Harvester Developer Guide Part 2 - Worker implementation with Python⚓︎
This chapter covers implementing the tasks for the workflow we created in the first part of this tutorial. The workflow definition file and code samples can be found in the Registration Harvester repository.
Understanding the TaskHandler⚓︎
The TaskHandler (located in worker.common.task_handler.py) is the base class for all custom task implementations. When creating a new task, you’ll primarily focus on overriding its execute method.
The execute Method⚓︎
The execute(self, task: ExternalTask, config: dict) -> TaskResult method is where the actual work of your task is performed. This is the only method you typically need to override in your custom handler.
- Purpose: To receive task details, perform the task’s business logic, and return a result indicating success or failure, along with any output variables.
- Parameters:
task: ExternalTask: An object providing access to the current task details.
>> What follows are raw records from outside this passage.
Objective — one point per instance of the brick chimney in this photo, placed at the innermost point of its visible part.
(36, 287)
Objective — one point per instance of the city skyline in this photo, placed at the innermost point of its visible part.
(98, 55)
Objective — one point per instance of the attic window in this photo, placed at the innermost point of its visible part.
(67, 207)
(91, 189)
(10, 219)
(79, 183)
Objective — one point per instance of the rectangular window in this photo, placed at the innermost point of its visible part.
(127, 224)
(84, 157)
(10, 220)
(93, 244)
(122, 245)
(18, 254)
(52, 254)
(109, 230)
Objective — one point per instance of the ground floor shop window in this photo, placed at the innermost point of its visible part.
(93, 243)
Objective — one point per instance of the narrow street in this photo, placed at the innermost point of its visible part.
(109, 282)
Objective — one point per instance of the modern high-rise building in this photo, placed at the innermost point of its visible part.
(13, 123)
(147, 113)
Key uses include:task.get_task_id(): The unique ID of the current task instance.task.get_topic_name(): The name or ID of the task element from the BPMN workflow.task.get_variable("my_input_variable"): To retrieve input variables passed from the workflow.
config: dict: A general configuration dictionary. While available, for handler-specific configurations, it is generally preferred to use the self.get_config() method (see below).
- Returns: A TaskResult object which informs the workflow engine about the task’s outcome e.g.
- success:
task.complete(global_variables={"variable_name": value}) - failure:
task.failure(error_message="...", error_details="...", max_retries=3, retry_timeout=60000)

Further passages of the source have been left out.